‘I’d do it again if I could, but you can only do it once’
When Ryan Miller needed a new kidney, there was a long line of people willing to donate one – including his younger brother, Steven.
Diagnosed with polycystic kidney disease at the age of 14, Ryan was told he would need a new kidney or require dialysis treatments when he was 32 years old.
“We tested a lot of people. A lot of family and friends were willing to get tested to see if they could be a donor,” said Whitney Miller, Ryan’s wife. “Steven came back as a perfect match.”
Getting the two of them together was a slightly larger challenge. Their father served on the U.S. Coast Guard, and the family was always stationed somewhere along the coast. Both grew up with a love of the water. As a kid, Ryan would see the huge freighters come into the port at Norfolk, Virginia and think: I want to do that. For Steven, it was the thought of being paid to travel.
Both men followed their dreams: Ryan is a second mate on a freighter in the Great Lakes, serving as navigator and supervising the loading and unloading of the boat. Steven is an electrician on ocean-bound freighters, servicing refrigeration units, elevators and conveyor systems while they are out at sea. Ryan is away from home for about 60 days at a time, while Steven is out for 120 days at a time.
That schedule only increased the urgency for the procedure. Although Ryan was on the waiting list to receive a new kidney, the family knew might take years to find a matching donor that way.
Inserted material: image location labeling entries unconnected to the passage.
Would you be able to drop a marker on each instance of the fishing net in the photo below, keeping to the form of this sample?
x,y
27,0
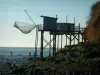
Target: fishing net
x,y
24,27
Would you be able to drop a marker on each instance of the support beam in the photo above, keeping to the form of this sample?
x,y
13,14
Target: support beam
x,y
50,47
41,53
54,44
61,41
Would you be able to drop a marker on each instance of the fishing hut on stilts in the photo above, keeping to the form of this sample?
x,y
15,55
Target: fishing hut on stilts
x,y
55,29
73,33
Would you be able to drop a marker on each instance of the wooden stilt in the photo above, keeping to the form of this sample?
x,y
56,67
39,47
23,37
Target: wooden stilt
x,y
41,53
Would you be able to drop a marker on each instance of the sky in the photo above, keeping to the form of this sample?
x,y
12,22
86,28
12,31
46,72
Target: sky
x,y
13,10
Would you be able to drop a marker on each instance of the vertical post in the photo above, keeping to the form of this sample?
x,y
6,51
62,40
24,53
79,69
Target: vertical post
x,y
70,39
50,46
66,33
58,43
74,30
41,53
79,34
54,44
74,38
66,39
61,41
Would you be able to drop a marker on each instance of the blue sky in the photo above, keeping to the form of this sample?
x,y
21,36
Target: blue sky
x,y
13,10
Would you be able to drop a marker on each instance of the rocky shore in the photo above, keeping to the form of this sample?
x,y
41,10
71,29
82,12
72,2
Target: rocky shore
x,y
78,60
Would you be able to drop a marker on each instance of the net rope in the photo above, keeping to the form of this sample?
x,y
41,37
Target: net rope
x,y
24,27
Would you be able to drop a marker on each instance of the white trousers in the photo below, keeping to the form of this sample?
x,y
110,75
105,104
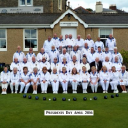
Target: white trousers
x,y
104,85
94,87
64,86
114,85
4,86
74,85
55,86
22,85
84,85
44,86
16,86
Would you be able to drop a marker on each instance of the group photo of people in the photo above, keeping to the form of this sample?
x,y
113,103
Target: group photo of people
x,y
66,61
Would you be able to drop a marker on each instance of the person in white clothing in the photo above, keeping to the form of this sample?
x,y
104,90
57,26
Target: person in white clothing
x,y
84,63
55,81
94,78
14,80
53,54
104,79
5,79
107,54
55,64
33,64
48,44
97,44
15,63
89,41
30,55
85,79
74,63
79,42
123,77
64,64
61,43
116,53
24,80
25,63
44,79
55,41
74,79
66,55
111,43
70,42
35,76
64,78
114,76
42,54
19,54
117,64
44,63
75,52
107,63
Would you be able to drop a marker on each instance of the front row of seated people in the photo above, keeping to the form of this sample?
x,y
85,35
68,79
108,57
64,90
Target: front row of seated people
x,y
44,78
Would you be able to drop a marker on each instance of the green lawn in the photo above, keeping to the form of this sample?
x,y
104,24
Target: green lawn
x,y
18,112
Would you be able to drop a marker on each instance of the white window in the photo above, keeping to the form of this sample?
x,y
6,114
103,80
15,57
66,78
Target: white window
x,y
30,39
3,40
25,2
60,4
104,34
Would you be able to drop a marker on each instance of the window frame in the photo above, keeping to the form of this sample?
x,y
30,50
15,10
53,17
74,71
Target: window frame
x,y
105,29
25,4
4,49
27,49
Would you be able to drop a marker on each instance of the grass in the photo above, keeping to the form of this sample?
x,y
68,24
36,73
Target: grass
x,y
18,112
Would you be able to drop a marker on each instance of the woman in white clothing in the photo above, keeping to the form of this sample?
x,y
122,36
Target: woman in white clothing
x,y
55,80
85,78
5,79
123,77
44,79
74,79
94,77
14,80
114,79
104,79
35,76
64,78
25,80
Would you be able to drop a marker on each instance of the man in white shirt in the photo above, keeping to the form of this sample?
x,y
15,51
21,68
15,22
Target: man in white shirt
x,y
47,44
79,42
70,42
97,44
30,55
66,55
111,43
42,54
19,54
89,41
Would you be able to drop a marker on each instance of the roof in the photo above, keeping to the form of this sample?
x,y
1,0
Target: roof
x,y
81,9
28,18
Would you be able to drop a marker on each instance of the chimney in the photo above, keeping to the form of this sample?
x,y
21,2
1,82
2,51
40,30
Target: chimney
x,y
68,3
99,7
112,7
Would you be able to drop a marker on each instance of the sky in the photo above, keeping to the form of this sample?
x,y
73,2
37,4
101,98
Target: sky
x,y
121,4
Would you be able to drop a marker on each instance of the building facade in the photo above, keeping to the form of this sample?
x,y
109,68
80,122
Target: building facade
x,y
32,29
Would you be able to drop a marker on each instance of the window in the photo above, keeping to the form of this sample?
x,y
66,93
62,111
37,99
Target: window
x,y
104,34
25,2
3,40
60,4
30,39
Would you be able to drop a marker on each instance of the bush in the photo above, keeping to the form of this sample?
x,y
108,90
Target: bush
x,y
124,54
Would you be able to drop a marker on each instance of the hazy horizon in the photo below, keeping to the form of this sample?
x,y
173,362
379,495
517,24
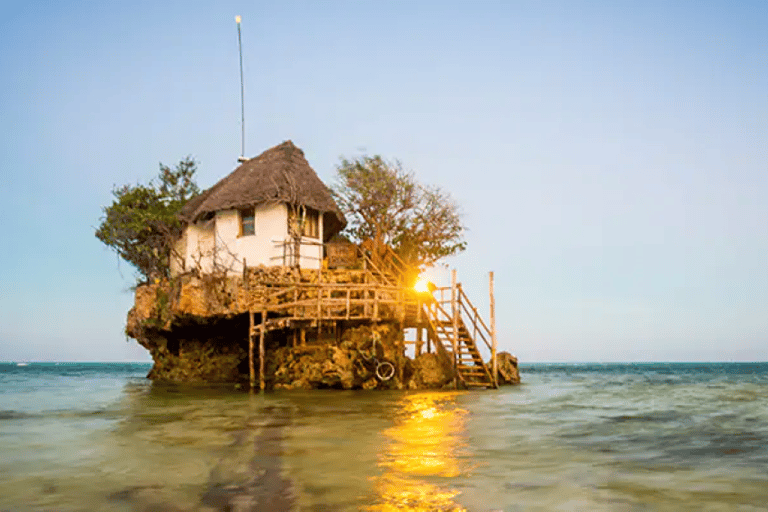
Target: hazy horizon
x,y
610,158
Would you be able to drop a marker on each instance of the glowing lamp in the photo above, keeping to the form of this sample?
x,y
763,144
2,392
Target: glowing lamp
x,y
422,285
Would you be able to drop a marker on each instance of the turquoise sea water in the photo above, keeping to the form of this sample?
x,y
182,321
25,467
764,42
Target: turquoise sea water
x,y
573,437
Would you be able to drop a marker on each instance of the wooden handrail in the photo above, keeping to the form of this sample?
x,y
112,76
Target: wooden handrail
x,y
465,303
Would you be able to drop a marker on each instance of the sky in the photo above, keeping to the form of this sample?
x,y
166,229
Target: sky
x,y
610,158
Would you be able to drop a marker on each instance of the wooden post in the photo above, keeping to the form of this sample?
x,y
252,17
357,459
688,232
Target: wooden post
x,y
494,365
455,319
348,302
261,348
419,341
251,369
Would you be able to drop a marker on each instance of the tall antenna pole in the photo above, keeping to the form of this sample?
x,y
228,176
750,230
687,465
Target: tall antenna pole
x,y
238,19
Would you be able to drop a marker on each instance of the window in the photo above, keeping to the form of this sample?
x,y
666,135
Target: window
x,y
247,222
309,221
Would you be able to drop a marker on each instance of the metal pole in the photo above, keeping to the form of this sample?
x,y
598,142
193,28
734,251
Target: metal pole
x,y
494,364
238,19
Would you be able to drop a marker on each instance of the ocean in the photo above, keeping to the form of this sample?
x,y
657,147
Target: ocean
x,y
619,437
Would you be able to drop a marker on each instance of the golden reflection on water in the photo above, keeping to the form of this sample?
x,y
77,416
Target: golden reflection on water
x,y
426,443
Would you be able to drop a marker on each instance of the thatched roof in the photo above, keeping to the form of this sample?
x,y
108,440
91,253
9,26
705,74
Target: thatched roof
x,y
281,174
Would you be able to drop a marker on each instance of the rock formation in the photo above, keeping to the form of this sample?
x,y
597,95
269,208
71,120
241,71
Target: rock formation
x,y
197,330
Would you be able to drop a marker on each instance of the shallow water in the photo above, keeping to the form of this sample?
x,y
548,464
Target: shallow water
x,y
572,437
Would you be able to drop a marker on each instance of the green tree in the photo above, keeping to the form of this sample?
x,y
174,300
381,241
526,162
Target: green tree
x,y
142,224
385,204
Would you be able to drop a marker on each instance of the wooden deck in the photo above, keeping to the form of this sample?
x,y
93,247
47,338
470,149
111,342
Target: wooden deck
x,y
381,292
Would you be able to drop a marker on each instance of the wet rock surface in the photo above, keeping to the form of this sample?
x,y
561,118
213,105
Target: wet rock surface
x,y
364,359
196,331
507,371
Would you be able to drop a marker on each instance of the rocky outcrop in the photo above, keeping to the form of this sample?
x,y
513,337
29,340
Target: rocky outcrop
x,y
507,371
355,363
196,329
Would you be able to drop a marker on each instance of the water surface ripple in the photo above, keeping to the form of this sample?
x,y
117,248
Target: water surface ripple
x,y
77,437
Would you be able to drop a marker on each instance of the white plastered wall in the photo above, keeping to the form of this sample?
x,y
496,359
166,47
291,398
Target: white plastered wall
x,y
216,244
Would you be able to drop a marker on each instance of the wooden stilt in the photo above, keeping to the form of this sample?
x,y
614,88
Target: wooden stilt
x,y
455,338
494,366
251,369
261,348
419,340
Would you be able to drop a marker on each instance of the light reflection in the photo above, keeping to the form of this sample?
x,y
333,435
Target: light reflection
x,y
426,444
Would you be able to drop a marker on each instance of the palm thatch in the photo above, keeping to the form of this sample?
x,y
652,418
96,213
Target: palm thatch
x,y
279,174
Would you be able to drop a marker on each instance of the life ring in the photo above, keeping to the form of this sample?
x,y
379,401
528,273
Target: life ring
x,y
385,371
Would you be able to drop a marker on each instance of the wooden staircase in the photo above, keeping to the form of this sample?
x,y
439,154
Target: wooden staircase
x,y
450,335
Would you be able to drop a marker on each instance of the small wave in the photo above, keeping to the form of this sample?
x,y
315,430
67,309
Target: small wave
x,y
13,415
657,416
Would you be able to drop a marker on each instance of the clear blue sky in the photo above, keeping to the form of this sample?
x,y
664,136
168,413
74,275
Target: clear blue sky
x,y
611,157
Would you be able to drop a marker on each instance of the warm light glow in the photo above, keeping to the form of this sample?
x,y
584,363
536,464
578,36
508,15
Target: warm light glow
x,y
426,448
422,285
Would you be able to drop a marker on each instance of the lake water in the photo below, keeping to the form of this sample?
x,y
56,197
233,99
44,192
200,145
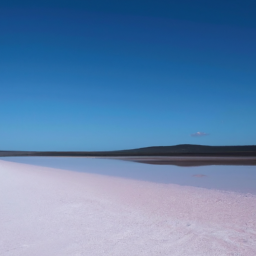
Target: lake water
x,y
227,177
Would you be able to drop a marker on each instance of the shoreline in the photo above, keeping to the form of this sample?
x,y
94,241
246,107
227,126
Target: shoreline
x,y
46,211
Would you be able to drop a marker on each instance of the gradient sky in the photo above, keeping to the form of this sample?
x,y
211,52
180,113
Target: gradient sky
x,y
104,75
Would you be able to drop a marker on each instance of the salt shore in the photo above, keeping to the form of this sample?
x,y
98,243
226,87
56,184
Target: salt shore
x,y
46,211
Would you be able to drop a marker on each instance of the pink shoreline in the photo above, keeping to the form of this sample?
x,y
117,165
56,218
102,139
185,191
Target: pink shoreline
x,y
47,211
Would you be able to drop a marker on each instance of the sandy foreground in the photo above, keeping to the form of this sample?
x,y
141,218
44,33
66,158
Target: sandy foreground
x,y
52,212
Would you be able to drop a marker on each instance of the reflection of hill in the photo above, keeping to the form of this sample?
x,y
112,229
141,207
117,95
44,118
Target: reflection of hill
x,y
178,150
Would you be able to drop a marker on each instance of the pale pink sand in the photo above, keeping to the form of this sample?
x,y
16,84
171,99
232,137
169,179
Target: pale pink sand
x,y
51,212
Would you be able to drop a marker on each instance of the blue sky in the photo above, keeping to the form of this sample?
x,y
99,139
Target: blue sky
x,y
106,75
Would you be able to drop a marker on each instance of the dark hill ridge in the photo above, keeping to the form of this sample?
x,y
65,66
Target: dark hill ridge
x,y
178,150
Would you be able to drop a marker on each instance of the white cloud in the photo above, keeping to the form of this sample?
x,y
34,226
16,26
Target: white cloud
x,y
199,134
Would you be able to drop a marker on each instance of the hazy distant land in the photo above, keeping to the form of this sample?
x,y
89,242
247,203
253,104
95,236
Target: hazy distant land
x,y
181,155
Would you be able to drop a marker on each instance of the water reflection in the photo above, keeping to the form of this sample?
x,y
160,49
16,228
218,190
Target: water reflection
x,y
222,177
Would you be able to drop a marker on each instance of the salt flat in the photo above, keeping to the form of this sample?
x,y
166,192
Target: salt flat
x,y
46,211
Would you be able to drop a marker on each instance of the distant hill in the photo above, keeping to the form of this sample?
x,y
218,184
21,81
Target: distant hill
x,y
178,150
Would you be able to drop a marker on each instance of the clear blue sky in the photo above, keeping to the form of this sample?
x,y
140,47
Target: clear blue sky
x,y
104,75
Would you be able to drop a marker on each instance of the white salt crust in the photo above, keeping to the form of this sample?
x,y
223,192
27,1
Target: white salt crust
x,y
46,212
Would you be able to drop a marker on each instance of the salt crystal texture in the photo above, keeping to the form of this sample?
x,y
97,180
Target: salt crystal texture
x,y
46,211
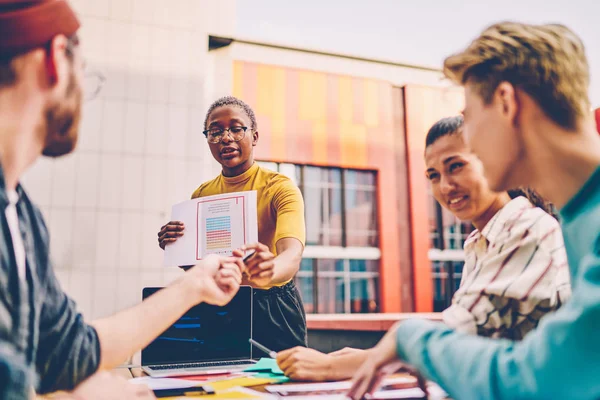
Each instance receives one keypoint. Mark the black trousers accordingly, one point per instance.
(279, 320)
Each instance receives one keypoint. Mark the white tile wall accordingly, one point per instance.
(104, 288)
(80, 287)
(152, 254)
(108, 241)
(177, 131)
(156, 130)
(63, 181)
(130, 250)
(84, 239)
(87, 178)
(121, 9)
(110, 182)
(61, 241)
(113, 124)
(91, 126)
(132, 182)
(134, 134)
(155, 175)
(38, 182)
(140, 148)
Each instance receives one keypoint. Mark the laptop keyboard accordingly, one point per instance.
(200, 365)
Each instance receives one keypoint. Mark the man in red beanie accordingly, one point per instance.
(45, 345)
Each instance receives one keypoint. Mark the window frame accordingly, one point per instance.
(343, 252)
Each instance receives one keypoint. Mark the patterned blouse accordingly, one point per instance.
(515, 272)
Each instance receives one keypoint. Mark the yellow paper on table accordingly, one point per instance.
(225, 384)
(234, 394)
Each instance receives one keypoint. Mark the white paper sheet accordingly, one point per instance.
(164, 383)
(213, 225)
(337, 390)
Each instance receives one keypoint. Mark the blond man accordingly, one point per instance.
(528, 118)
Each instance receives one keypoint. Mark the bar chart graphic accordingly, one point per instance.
(218, 233)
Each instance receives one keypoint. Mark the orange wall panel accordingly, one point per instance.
(309, 117)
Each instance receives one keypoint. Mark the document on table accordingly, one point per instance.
(213, 225)
(392, 388)
(164, 383)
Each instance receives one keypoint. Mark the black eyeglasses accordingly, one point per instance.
(216, 135)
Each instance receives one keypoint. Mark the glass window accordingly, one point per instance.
(361, 208)
(447, 233)
(322, 190)
(340, 211)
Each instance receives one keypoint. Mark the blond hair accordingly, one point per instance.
(547, 62)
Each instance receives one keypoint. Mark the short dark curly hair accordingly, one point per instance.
(235, 102)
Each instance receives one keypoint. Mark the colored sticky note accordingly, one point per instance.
(234, 394)
(269, 375)
(225, 384)
(265, 365)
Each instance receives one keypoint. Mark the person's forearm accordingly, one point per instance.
(287, 265)
(128, 331)
(344, 365)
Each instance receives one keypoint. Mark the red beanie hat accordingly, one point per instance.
(28, 24)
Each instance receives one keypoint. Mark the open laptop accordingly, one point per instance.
(206, 340)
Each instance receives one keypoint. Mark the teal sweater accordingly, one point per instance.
(558, 360)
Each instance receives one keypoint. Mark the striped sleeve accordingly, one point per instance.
(515, 283)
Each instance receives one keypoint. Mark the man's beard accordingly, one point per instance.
(62, 123)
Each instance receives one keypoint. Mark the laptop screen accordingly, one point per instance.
(205, 333)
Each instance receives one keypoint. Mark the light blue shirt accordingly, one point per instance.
(558, 360)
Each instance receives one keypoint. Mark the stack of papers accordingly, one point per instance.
(267, 368)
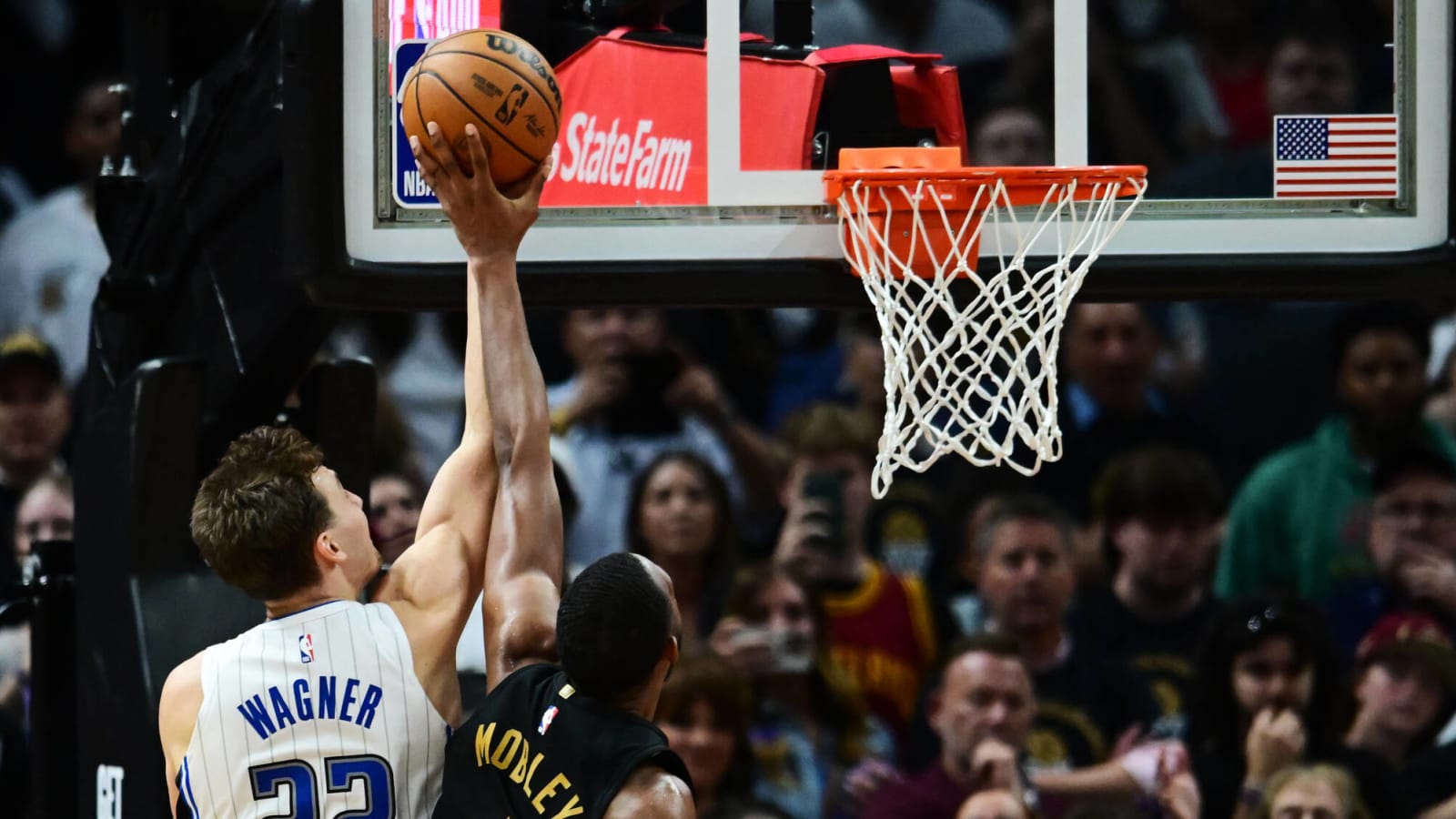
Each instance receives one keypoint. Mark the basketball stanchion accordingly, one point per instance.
(972, 350)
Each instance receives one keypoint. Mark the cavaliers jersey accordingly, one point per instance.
(881, 636)
(315, 714)
(539, 748)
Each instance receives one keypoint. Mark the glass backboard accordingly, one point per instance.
(1280, 136)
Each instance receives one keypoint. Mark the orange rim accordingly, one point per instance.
(892, 167)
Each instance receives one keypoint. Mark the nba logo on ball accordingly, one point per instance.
(546, 720)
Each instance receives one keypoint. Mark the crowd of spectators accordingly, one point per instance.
(1234, 596)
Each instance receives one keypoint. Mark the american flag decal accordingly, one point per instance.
(1337, 157)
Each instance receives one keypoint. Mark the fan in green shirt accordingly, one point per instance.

His health condition made the prospect of being on the water for two months at a time a dicey proposition. When everything came together between deployments six years ago, Steven said was ready.
“I didn’t really think too much about it. I had two and he needed one,” said Steven, who was 27 at the time. “It wasn’t much of a question, really. It was more of a question of who in the family would give it to him.”
Ryan, however, was a little surprised that his younger brother had volunteered.
“It was pretty surreal. There’s a six-year age difference and we were never close growing up,” Ryan said. “I didn’t really expect it, but it’s the kind of man he is – he’s a very selfless person.
“We’ve since become best friends,” Ryan added. “It kind of brought us together as friends and brothers.”
The transplant was scheduled for Nov. 18, 2015, and went off without a hitch. It was in the nick of time, too. Ryan’s kidneys weighed about 10 pounds each and had to be removed. He was so ill he could hardly eat.
“He was in pretty bad shape,” Whitney said. “His kidneys looked like burnt lasagna; it was pretty gross.”
Although Ryan’s initial recovery was difficult, he hasn’t been hospitalized in the six years since the transplant. He stringently followed his post-transplant instructions and soon went back to work. Steven, who had always been healthy, bounced back right away. He said he can’t even see the scar from the surgery.
“It wasn’t a bad experience, at all,” Steven said. “I’m just glad I could do it. I’d do it again if I could, but you can only do it once. It cost me so little, and it helped someone else out so much.”
The family celebrates the anniversary along with Thanksgiving every year and the younger Miller sometimes teases his brother by squeezing his left side to send ‘phantom kidney pain’ to his older brother – all in good fun, he said, because “that’s what brothers do.”
They also encourage friends and family to sign up on the Michigan Organ Donor Registry, so they may help others in their time of need.
“It’s important to see how easily a transplant can help people become healthy,” Whitney said. “I try to put that into people’s minds: look at how sick Ryan was and look at him now. One kidney did that.”